Problem 13-6
A produce distributor uses 710 packing crates a month, which it purchases at a cost of $10 each. The manager has assigned an annual carrying cost of 35 % of the purchase price per create. Ordering costs are $28. Currently the manager orders once a month.
How much could the firm save annually in ordering and carrying costs by using the EOQ? (Round intermediate calculations and final answer to 2 decimal places. Omit the “$” sign in your response.)
| Savings | $ 286.25 per year |
Explanation:
| u = 710/month, so D = 12[710] = 8,520 crates/yr. |
| H = .35P = .35($10) = $3.50/crate per yr. |
| S = $28 |
| TC = | Q | H + | D | S |
| 2 | Q |
| Present TC: | 710 | (3.50) + | 8,520 | (28) = $1,578.50 |
| 2 | 710 |
| TC at EOQ: | 369.22 | (3.50) + | 8,520 | (28) = $1,292.25. |
| 2 | 369.22 |
| Savings approx. $286.25 per year. |
Problem 13-20
Given this information:
Lead-time demand = 640 pounds
Standard deviation of lead time demand = 40 points
Acceptable stockout risk during lead time = 4 percent
- What amount of safety stock is appropriate? (Round your answer to the nearest whole number.)
| Safety stock | 70 units |
Explanation:
ss = zσdLT = 1.75 (40 lbs.) = 70 lbs.
- When should this item be recorded? (Round your answer to the nearest whole number.)
| ROP | 710 units |
Explanation:
| ROP = Average demand during lead time + safety stock |
| ROP = 640 + 70 = 710 lbs. |
- What risk of stockout would result from a decision not to have any safety stock? (Omit the “%” sign in your response.)
| Stockout risk | 50 % |
Explanation:
With no safety stock risk is 50%.
Problem 13-22
The injection-molding department of a company uses an average of 30 gallons of special lubricant a day. The supply of the lubricant is replenished when the amount on hand is 170 gallons. It takes four days for an order to be delivered. Safety stock is 45 gallons, which provides a stockout risk of 9 percent. What amount of safety stock would provide a stockout risk of 3 percent? Assume normality. (Round intermediate calculations and final answer to 2 decimal places.)
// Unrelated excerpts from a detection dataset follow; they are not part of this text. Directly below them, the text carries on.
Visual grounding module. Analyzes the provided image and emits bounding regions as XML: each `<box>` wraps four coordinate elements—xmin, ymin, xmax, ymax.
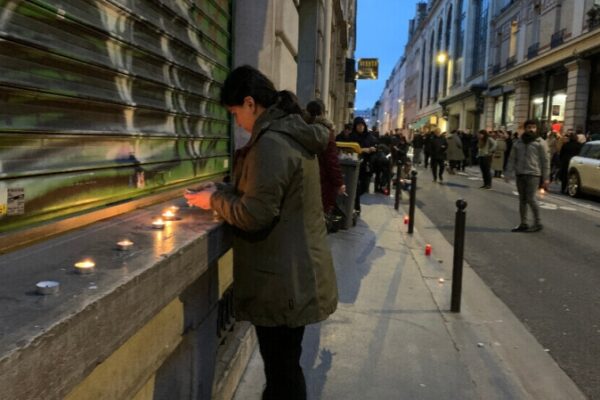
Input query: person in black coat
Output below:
<box><xmin>350</xmin><ymin>117</ymin><xmax>378</xmax><ymax>214</ymax></box>
<box><xmin>558</xmin><ymin>129</ymin><xmax>582</xmax><ymax>194</ymax></box>
<box><xmin>430</xmin><ymin>128</ymin><xmax>448</xmax><ymax>183</ymax></box>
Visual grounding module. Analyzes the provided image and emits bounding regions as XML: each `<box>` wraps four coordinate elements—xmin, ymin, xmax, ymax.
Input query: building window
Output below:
<box><xmin>508</xmin><ymin>20</ymin><xmax>519</xmax><ymax>58</ymax></box>
<box><xmin>452</xmin><ymin>0</ymin><xmax>469</xmax><ymax>85</ymax></box>
<box><xmin>494</xmin><ymin>96</ymin><xmax>504</xmax><ymax>128</ymax></box>
<box><xmin>471</xmin><ymin>0</ymin><xmax>490</xmax><ymax>75</ymax></box>
<box><xmin>427</xmin><ymin>32</ymin><xmax>435</xmax><ymax>105</ymax></box>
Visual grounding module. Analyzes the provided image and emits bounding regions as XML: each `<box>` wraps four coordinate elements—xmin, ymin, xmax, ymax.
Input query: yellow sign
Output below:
<box><xmin>356</xmin><ymin>58</ymin><xmax>379</xmax><ymax>79</ymax></box>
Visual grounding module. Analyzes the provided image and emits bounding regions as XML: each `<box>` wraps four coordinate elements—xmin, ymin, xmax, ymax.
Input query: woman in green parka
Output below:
<box><xmin>186</xmin><ymin>66</ymin><xmax>337</xmax><ymax>399</ymax></box>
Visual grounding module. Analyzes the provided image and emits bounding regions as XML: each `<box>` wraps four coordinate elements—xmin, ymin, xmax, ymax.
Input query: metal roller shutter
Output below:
<box><xmin>0</xmin><ymin>0</ymin><xmax>231</xmax><ymax>232</ymax></box>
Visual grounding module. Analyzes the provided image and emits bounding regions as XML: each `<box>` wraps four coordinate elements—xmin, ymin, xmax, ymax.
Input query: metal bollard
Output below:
<box><xmin>450</xmin><ymin>199</ymin><xmax>467</xmax><ymax>312</ymax></box>
<box><xmin>394</xmin><ymin>160</ymin><xmax>402</xmax><ymax>211</ymax></box>
<box><xmin>408</xmin><ymin>170</ymin><xmax>417</xmax><ymax>234</ymax></box>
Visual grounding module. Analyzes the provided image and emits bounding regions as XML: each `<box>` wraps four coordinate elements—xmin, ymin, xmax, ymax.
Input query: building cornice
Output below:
<box><xmin>489</xmin><ymin>30</ymin><xmax>600</xmax><ymax>87</ymax></box>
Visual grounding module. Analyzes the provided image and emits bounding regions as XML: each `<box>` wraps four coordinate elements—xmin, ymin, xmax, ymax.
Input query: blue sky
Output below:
<box><xmin>355</xmin><ymin>0</ymin><xmax>422</xmax><ymax>110</ymax></box>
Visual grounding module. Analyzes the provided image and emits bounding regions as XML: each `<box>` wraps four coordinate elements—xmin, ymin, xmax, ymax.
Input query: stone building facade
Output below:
<box><xmin>379</xmin><ymin>0</ymin><xmax>600</xmax><ymax>137</ymax></box>
<box><xmin>485</xmin><ymin>0</ymin><xmax>600</xmax><ymax>133</ymax></box>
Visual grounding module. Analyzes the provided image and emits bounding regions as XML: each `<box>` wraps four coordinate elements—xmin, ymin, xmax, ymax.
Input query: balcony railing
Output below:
<box><xmin>550</xmin><ymin>29</ymin><xmax>565</xmax><ymax>49</ymax></box>
<box><xmin>506</xmin><ymin>56</ymin><xmax>517</xmax><ymax>69</ymax></box>
<box><xmin>587</xmin><ymin>4</ymin><xmax>600</xmax><ymax>31</ymax></box>
<box><xmin>527</xmin><ymin>42</ymin><xmax>540</xmax><ymax>60</ymax></box>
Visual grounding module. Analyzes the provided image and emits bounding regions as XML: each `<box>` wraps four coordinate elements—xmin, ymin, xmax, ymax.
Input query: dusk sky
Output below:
<box><xmin>355</xmin><ymin>0</ymin><xmax>422</xmax><ymax>110</ymax></box>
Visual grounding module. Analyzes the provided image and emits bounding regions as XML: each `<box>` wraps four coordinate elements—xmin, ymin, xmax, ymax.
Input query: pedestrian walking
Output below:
<box><xmin>446</xmin><ymin>130</ymin><xmax>465</xmax><ymax>175</ymax></box>
<box><xmin>504</xmin><ymin>120</ymin><xmax>550</xmax><ymax>232</ymax></box>
<box><xmin>423</xmin><ymin>132</ymin><xmax>433</xmax><ymax>168</ymax></box>
<box><xmin>185</xmin><ymin>66</ymin><xmax>337</xmax><ymax>400</ymax></box>
<box><xmin>306</xmin><ymin>99</ymin><xmax>346</xmax><ymax>232</ymax></box>
<box><xmin>412</xmin><ymin>132</ymin><xmax>424</xmax><ymax>166</ymax></box>
<box><xmin>351</xmin><ymin>117</ymin><xmax>377</xmax><ymax>215</ymax></box>
<box><xmin>477</xmin><ymin>129</ymin><xmax>496</xmax><ymax>189</ymax></box>
<box><xmin>558</xmin><ymin>129</ymin><xmax>583</xmax><ymax>194</ymax></box>
<box><xmin>430</xmin><ymin>128</ymin><xmax>448</xmax><ymax>183</ymax></box>
<box><xmin>491</xmin><ymin>131</ymin><xmax>506</xmax><ymax>178</ymax></box>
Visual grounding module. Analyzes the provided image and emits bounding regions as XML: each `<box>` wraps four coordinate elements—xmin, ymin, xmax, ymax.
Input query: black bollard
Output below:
<box><xmin>394</xmin><ymin>160</ymin><xmax>402</xmax><ymax>211</ymax></box>
<box><xmin>408</xmin><ymin>170</ymin><xmax>417</xmax><ymax>234</ymax></box>
<box><xmin>450</xmin><ymin>199</ymin><xmax>467</xmax><ymax>312</ymax></box>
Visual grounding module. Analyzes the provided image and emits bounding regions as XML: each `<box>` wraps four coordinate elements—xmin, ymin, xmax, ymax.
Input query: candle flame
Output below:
<box><xmin>75</xmin><ymin>259</ymin><xmax>96</xmax><ymax>269</ymax></box>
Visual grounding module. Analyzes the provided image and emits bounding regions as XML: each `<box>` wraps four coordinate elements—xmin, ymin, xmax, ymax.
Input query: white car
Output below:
<box><xmin>568</xmin><ymin>140</ymin><xmax>600</xmax><ymax>197</ymax></box>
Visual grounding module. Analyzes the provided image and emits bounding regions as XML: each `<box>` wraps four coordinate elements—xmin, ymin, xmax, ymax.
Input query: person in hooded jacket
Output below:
<box><xmin>351</xmin><ymin>117</ymin><xmax>378</xmax><ymax>214</ymax></box>
<box><xmin>558</xmin><ymin>129</ymin><xmax>583</xmax><ymax>194</ymax></box>
<box><xmin>429</xmin><ymin>128</ymin><xmax>448</xmax><ymax>183</ymax></box>
<box><xmin>505</xmin><ymin>120</ymin><xmax>550</xmax><ymax>232</ymax></box>
<box><xmin>185</xmin><ymin>66</ymin><xmax>338</xmax><ymax>400</ymax></box>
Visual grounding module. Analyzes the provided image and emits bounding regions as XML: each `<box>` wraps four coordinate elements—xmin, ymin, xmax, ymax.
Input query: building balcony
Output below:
<box><xmin>527</xmin><ymin>42</ymin><xmax>540</xmax><ymax>60</ymax></box>
<box><xmin>492</xmin><ymin>64</ymin><xmax>500</xmax><ymax>75</ymax></box>
<box><xmin>550</xmin><ymin>29</ymin><xmax>565</xmax><ymax>49</ymax></box>
<box><xmin>506</xmin><ymin>56</ymin><xmax>517</xmax><ymax>69</ymax></box>
<box><xmin>587</xmin><ymin>4</ymin><xmax>600</xmax><ymax>31</ymax></box>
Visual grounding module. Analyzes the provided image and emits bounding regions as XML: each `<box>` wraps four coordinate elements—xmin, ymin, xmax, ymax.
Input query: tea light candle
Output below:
<box><xmin>162</xmin><ymin>208</ymin><xmax>176</xmax><ymax>221</ymax></box>
<box><xmin>74</xmin><ymin>260</ymin><xmax>96</xmax><ymax>274</ymax></box>
<box><xmin>152</xmin><ymin>218</ymin><xmax>165</xmax><ymax>229</ymax></box>
<box><xmin>35</xmin><ymin>281</ymin><xmax>60</xmax><ymax>295</ymax></box>
<box><xmin>117</xmin><ymin>239</ymin><xmax>133</xmax><ymax>251</ymax></box>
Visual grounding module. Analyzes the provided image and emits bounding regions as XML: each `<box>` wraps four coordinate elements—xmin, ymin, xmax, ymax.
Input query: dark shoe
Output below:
<box><xmin>527</xmin><ymin>224</ymin><xmax>543</xmax><ymax>232</ymax></box>
<box><xmin>510</xmin><ymin>224</ymin><xmax>529</xmax><ymax>232</ymax></box>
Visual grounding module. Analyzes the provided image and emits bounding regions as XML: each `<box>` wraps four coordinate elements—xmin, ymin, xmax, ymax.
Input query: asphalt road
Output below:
<box><xmin>410</xmin><ymin>168</ymin><xmax>600</xmax><ymax>399</ymax></box>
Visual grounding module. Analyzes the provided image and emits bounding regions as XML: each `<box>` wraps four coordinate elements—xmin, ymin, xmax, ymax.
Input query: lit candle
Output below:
<box><xmin>75</xmin><ymin>260</ymin><xmax>96</xmax><ymax>274</ymax></box>
<box><xmin>162</xmin><ymin>208</ymin><xmax>176</xmax><ymax>221</ymax></box>
<box><xmin>117</xmin><ymin>239</ymin><xmax>133</xmax><ymax>251</ymax></box>
<box><xmin>152</xmin><ymin>218</ymin><xmax>165</xmax><ymax>229</ymax></box>
<box><xmin>35</xmin><ymin>281</ymin><xmax>60</xmax><ymax>294</ymax></box>
<box><xmin>425</xmin><ymin>244</ymin><xmax>431</xmax><ymax>256</ymax></box>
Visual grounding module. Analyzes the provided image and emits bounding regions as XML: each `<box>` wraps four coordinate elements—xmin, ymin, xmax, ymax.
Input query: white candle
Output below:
<box><xmin>74</xmin><ymin>260</ymin><xmax>96</xmax><ymax>274</ymax></box>
<box><xmin>35</xmin><ymin>281</ymin><xmax>60</xmax><ymax>294</ymax></box>
<box><xmin>162</xmin><ymin>209</ymin><xmax>176</xmax><ymax>221</ymax></box>
<box><xmin>117</xmin><ymin>239</ymin><xmax>133</xmax><ymax>251</ymax></box>
<box><xmin>152</xmin><ymin>218</ymin><xmax>165</xmax><ymax>229</ymax></box>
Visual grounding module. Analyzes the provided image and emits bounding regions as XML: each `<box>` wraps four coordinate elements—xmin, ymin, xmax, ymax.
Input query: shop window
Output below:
<box><xmin>494</xmin><ymin>97</ymin><xmax>504</xmax><ymax>127</ymax></box>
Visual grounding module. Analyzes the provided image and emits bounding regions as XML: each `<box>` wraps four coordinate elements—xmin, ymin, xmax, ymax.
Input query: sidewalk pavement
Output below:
<box><xmin>234</xmin><ymin>195</ymin><xmax>585</xmax><ymax>400</ymax></box>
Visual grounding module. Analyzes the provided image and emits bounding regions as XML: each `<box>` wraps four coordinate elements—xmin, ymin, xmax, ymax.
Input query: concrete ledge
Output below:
<box><xmin>0</xmin><ymin>202</ymin><xmax>231</xmax><ymax>400</ymax></box>
<box><xmin>212</xmin><ymin>322</ymin><xmax>257</xmax><ymax>400</ymax></box>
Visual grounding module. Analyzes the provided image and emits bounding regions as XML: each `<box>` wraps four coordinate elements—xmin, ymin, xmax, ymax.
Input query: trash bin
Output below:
<box><xmin>336</xmin><ymin>142</ymin><xmax>361</xmax><ymax>229</ymax></box>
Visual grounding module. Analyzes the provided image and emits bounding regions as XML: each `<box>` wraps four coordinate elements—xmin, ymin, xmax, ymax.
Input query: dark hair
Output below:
<box><xmin>221</xmin><ymin>65</ymin><xmax>302</xmax><ymax>114</ymax></box>
<box><xmin>352</xmin><ymin>117</ymin><xmax>368</xmax><ymax>132</ymax></box>
<box><xmin>306</xmin><ymin>99</ymin><xmax>325</xmax><ymax>117</ymax></box>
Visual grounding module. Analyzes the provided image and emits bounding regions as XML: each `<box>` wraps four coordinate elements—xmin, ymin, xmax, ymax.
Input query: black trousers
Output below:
<box><xmin>479</xmin><ymin>156</ymin><xmax>492</xmax><ymax>186</ymax></box>
<box><xmin>431</xmin><ymin>158</ymin><xmax>445</xmax><ymax>181</ymax></box>
<box><xmin>255</xmin><ymin>326</ymin><xmax>306</xmax><ymax>400</ymax></box>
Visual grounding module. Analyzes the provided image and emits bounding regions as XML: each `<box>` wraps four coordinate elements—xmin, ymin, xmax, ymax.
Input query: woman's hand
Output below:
<box><xmin>183</xmin><ymin>186</ymin><xmax>217</xmax><ymax>210</ymax></box>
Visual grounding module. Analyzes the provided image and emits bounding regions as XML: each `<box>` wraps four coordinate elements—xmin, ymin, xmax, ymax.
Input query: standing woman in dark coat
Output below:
<box><xmin>185</xmin><ymin>66</ymin><xmax>337</xmax><ymax>400</ymax></box>
<box><xmin>306</xmin><ymin>99</ymin><xmax>346</xmax><ymax>216</ymax></box>
<box><xmin>558</xmin><ymin>129</ymin><xmax>582</xmax><ymax>194</ymax></box>
<box><xmin>430</xmin><ymin>128</ymin><xmax>448</xmax><ymax>183</ymax></box>
<box><xmin>477</xmin><ymin>129</ymin><xmax>496</xmax><ymax>189</ymax></box>
<box><xmin>350</xmin><ymin>117</ymin><xmax>377</xmax><ymax>214</ymax></box>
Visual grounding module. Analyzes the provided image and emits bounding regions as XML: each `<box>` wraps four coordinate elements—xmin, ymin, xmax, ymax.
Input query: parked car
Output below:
<box><xmin>567</xmin><ymin>140</ymin><xmax>600</xmax><ymax>197</ymax></box>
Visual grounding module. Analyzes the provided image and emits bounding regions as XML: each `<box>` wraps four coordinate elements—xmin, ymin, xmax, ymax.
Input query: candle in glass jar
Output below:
<box><xmin>152</xmin><ymin>218</ymin><xmax>165</xmax><ymax>229</ymax></box>
<box><xmin>117</xmin><ymin>239</ymin><xmax>133</xmax><ymax>251</ymax></box>
<box><xmin>162</xmin><ymin>208</ymin><xmax>176</xmax><ymax>221</ymax></box>
<box><xmin>74</xmin><ymin>260</ymin><xmax>96</xmax><ymax>274</ymax></box>
<box><xmin>35</xmin><ymin>281</ymin><xmax>60</xmax><ymax>295</ymax></box>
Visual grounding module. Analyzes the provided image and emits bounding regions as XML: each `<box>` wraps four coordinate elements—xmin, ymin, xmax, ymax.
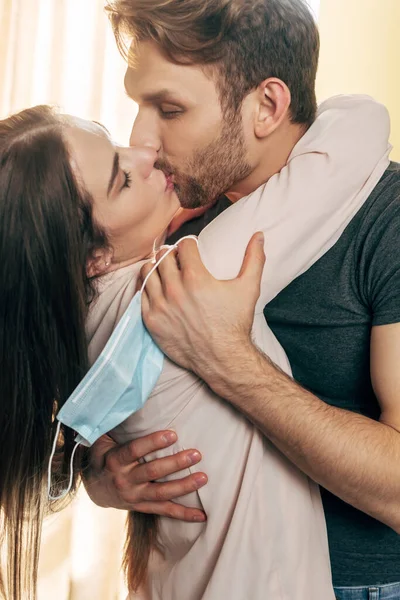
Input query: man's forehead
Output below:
<box><xmin>125</xmin><ymin>42</ymin><xmax>214</xmax><ymax>101</ymax></box>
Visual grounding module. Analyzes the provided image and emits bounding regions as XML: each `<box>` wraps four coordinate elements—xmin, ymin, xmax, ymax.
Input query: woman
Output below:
<box><xmin>0</xmin><ymin>96</ymin><xmax>387</xmax><ymax>600</ymax></box>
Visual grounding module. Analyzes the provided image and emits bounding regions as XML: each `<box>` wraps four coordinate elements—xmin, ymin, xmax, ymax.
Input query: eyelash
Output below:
<box><xmin>160</xmin><ymin>108</ymin><xmax>183</xmax><ymax>119</ymax></box>
<box><xmin>122</xmin><ymin>171</ymin><xmax>132</xmax><ymax>189</ymax></box>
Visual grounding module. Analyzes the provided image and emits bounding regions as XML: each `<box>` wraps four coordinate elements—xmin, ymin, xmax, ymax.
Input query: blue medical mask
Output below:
<box><xmin>48</xmin><ymin>236</ymin><xmax>197</xmax><ymax>500</ymax></box>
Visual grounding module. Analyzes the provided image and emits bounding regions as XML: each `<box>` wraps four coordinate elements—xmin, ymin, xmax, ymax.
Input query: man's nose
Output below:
<box><xmin>129</xmin><ymin>146</ymin><xmax>158</xmax><ymax>179</ymax></box>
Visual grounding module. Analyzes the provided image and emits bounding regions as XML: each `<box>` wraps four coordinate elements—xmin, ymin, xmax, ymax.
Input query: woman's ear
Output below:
<box><xmin>86</xmin><ymin>248</ymin><xmax>113</xmax><ymax>277</ymax></box>
<box><xmin>254</xmin><ymin>77</ymin><xmax>292</xmax><ymax>139</ymax></box>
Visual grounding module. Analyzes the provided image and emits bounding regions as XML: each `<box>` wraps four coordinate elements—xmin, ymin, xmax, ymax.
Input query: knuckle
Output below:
<box><xmin>165</xmin><ymin>504</ymin><xmax>178</xmax><ymax>519</ymax></box>
<box><xmin>113</xmin><ymin>477</ymin><xmax>127</xmax><ymax>494</ymax></box>
<box><xmin>154</xmin><ymin>487</ymin><xmax>168</xmax><ymax>502</ymax></box>
<box><xmin>146</xmin><ymin>462</ymin><xmax>159</xmax><ymax>481</ymax></box>
<box><xmin>104</xmin><ymin>452</ymin><xmax>118</xmax><ymax>473</ymax></box>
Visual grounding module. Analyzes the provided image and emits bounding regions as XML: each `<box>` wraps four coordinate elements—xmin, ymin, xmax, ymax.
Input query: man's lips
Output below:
<box><xmin>164</xmin><ymin>173</ymin><xmax>175</xmax><ymax>191</ymax></box>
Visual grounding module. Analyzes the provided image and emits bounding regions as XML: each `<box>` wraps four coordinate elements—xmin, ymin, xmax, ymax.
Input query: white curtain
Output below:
<box><xmin>0</xmin><ymin>0</ymin><xmax>136</xmax><ymax>143</ymax></box>
<box><xmin>0</xmin><ymin>0</ymin><xmax>136</xmax><ymax>600</ymax></box>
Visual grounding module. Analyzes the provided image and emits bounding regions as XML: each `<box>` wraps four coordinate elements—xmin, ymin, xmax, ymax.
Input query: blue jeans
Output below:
<box><xmin>335</xmin><ymin>583</ymin><xmax>400</xmax><ymax>600</ymax></box>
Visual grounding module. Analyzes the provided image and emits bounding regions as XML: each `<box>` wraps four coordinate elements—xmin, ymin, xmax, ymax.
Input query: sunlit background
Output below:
<box><xmin>0</xmin><ymin>0</ymin><xmax>400</xmax><ymax>600</ymax></box>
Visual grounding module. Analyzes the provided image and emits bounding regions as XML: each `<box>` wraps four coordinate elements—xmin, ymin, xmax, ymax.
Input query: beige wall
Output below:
<box><xmin>317</xmin><ymin>0</ymin><xmax>400</xmax><ymax>161</ymax></box>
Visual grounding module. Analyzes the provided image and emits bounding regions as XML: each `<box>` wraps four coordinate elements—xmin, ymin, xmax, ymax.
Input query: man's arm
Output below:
<box><xmin>143</xmin><ymin>240</ymin><xmax>400</xmax><ymax>533</ymax></box>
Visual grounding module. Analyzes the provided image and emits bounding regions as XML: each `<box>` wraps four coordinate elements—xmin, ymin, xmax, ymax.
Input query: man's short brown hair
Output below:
<box><xmin>107</xmin><ymin>0</ymin><xmax>319</xmax><ymax>124</ymax></box>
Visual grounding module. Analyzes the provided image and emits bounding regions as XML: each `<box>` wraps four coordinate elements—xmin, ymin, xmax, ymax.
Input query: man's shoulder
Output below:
<box><xmin>356</xmin><ymin>162</ymin><xmax>400</xmax><ymax>241</ymax></box>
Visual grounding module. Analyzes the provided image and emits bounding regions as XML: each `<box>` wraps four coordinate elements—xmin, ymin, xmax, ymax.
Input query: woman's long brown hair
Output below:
<box><xmin>0</xmin><ymin>106</ymin><xmax>105</xmax><ymax>600</ymax></box>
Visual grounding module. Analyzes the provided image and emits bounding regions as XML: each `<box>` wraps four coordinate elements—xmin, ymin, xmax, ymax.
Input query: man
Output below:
<box><xmin>89</xmin><ymin>0</ymin><xmax>400</xmax><ymax>600</ymax></box>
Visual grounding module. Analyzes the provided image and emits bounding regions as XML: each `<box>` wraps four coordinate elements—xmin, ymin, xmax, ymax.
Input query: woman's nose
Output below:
<box><xmin>127</xmin><ymin>146</ymin><xmax>158</xmax><ymax>179</ymax></box>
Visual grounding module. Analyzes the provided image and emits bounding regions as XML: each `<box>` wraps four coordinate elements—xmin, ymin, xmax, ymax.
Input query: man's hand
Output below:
<box><xmin>141</xmin><ymin>233</ymin><xmax>265</xmax><ymax>384</ymax></box>
<box><xmin>83</xmin><ymin>431</ymin><xmax>207</xmax><ymax>522</ymax></box>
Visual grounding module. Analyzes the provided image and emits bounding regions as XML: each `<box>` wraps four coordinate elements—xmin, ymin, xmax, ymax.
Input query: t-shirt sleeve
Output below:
<box><xmin>359</xmin><ymin>177</ymin><xmax>400</xmax><ymax>325</ymax></box>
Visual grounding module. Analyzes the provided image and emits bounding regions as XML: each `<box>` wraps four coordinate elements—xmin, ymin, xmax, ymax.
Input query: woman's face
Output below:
<box><xmin>64</xmin><ymin>118</ymin><xmax>180</xmax><ymax>268</ymax></box>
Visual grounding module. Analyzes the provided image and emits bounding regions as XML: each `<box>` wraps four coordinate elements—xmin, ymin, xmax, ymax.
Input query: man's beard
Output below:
<box><xmin>155</xmin><ymin>117</ymin><xmax>252</xmax><ymax>208</ymax></box>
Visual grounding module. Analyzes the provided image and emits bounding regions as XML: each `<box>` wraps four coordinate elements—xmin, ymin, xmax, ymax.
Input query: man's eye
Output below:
<box><xmin>122</xmin><ymin>171</ymin><xmax>132</xmax><ymax>189</ymax></box>
<box><xmin>159</xmin><ymin>106</ymin><xmax>183</xmax><ymax>119</ymax></box>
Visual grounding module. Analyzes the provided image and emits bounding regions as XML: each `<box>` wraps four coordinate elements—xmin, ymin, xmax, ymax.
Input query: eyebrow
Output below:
<box><xmin>125</xmin><ymin>87</ymin><xmax>183</xmax><ymax>104</ymax></box>
<box><xmin>107</xmin><ymin>152</ymin><xmax>119</xmax><ymax>196</ymax></box>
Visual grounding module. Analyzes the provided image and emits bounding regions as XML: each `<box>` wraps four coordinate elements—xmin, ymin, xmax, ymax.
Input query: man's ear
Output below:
<box><xmin>86</xmin><ymin>248</ymin><xmax>113</xmax><ymax>277</ymax></box>
<box><xmin>254</xmin><ymin>77</ymin><xmax>292</xmax><ymax>139</ymax></box>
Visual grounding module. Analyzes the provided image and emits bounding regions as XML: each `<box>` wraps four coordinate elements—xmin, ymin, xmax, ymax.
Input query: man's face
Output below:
<box><xmin>125</xmin><ymin>42</ymin><xmax>251</xmax><ymax>208</ymax></box>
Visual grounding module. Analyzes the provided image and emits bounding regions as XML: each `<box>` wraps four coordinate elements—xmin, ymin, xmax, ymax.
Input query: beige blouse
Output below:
<box><xmin>88</xmin><ymin>96</ymin><xmax>389</xmax><ymax>600</ymax></box>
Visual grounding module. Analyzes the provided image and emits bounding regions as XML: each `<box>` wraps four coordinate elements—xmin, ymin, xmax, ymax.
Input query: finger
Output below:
<box><xmin>157</xmin><ymin>249</ymin><xmax>181</xmax><ymax>292</ymax></box>
<box><xmin>132</xmin><ymin>502</ymin><xmax>207</xmax><ymax>523</ymax></box>
<box><xmin>168</xmin><ymin>204</ymin><xmax>212</xmax><ymax>235</ymax></box>
<box><xmin>239</xmin><ymin>231</ymin><xmax>265</xmax><ymax>283</ymax></box>
<box><xmin>128</xmin><ymin>450</ymin><xmax>202</xmax><ymax>486</ymax></box>
<box><xmin>142</xmin><ymin>288</ymin><xmax>150</xmax><ymax>324</ymax></box>
<box><xmin>178</xmin><ymin>239</ymin><xmax>209</xmax><ymax>276</ymax></box>
<box><xmin>126</xmin><ymin>473</ymin><xmax>208</xmax><ymax>502</ymax></box>
<box><xmin>106</xmin><ymin>431</ymin><xmax>178</xmax><ymax>471</ymax></box>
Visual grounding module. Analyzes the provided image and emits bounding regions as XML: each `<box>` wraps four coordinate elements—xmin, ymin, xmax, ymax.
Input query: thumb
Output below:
<box><xmin>238</xmin><ymin>231</ymin><xmax>265</xmax><ymax>285</ymax></box>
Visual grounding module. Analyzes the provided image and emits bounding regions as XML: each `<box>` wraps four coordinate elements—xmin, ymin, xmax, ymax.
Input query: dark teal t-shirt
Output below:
<box><xmin>170</xmin><ymin>163</ymin><xmax>400</xmax><ymax>584</ymax></box>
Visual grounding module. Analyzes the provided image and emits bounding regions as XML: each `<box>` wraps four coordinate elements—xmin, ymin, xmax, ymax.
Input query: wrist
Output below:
<box><xmin>199</xmin><ymin>339</ymin><xmax>272</xmax><ymax>405</ymax></box>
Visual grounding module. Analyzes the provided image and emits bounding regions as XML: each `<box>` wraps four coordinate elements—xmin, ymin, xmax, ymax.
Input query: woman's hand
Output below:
<box><xmin>83</xmin><ymin>431</ymin><xmax>207</xmax><ymax>522</ymax></box>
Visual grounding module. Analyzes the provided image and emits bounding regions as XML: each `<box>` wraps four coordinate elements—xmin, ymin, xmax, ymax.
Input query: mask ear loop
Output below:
<box><xmin>140</xmin><ymin>235</ymin><xmax>199</xmax><ymax>293</ymax></box>
<box><xmin>47</xmin><ymin>421</ymin><xmax>79</xmax><ymax>500</ymax></box>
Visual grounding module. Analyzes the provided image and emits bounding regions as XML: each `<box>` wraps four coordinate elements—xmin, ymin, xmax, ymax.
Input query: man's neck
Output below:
<box><xmin>225</xmin><ymin>123</ymin><xmax>307</xmax><ymax>202</ymax></box>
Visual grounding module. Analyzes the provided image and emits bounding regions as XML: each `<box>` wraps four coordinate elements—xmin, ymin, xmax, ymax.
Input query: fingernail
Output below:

| Safety stock | 63.00 gallons |
Explanation:
| d = 30 gal./day |
| ROP = 170 gal. |
| LT = 4 days |
| ss = zσdLT = 45 |
| ss = 45 gal. |
| Risk = 9% z = 1.34 Solving, σdLT = ss / z = 45 / 1.34 = 33.58 |
| 3 % → z = 1.88 × 33.58 = 63.13 gal. |
Problem 13-26
A small copy center uses five 500-sheet boxes of copy paper a week. Experience suggests that usage can be well approximated by a normal distribution with a mean of five boxes per week and a standard deviation of one-half box per week. One weeks are required to fill an order for letterhead stationery. Ordering cost is $3, and annual holding cost is 25 cents per box.
- Determine the economic order quantity, assuming a 52-week year. (Round your answer to the nearest whole number.)
| EOQ | 79 boxes |
- If the copy center reorders when the supply on hand is 6 boxes, compute the risk of a stockout (Round “z” value to 2 decimal places and final answer to 4 decimal places.)
| Risk | .0228 |
- If a fixed interval of seven weeks is used for ordering instead of an ROP, how many boxes should be ordered if there are currently 35 boxes on hand, and an acceptable stockout risk for the order cycle is .0023? (Round “z” value to 2 decimal places and final answer to the nearest whole number.)
| Q0 | 35 |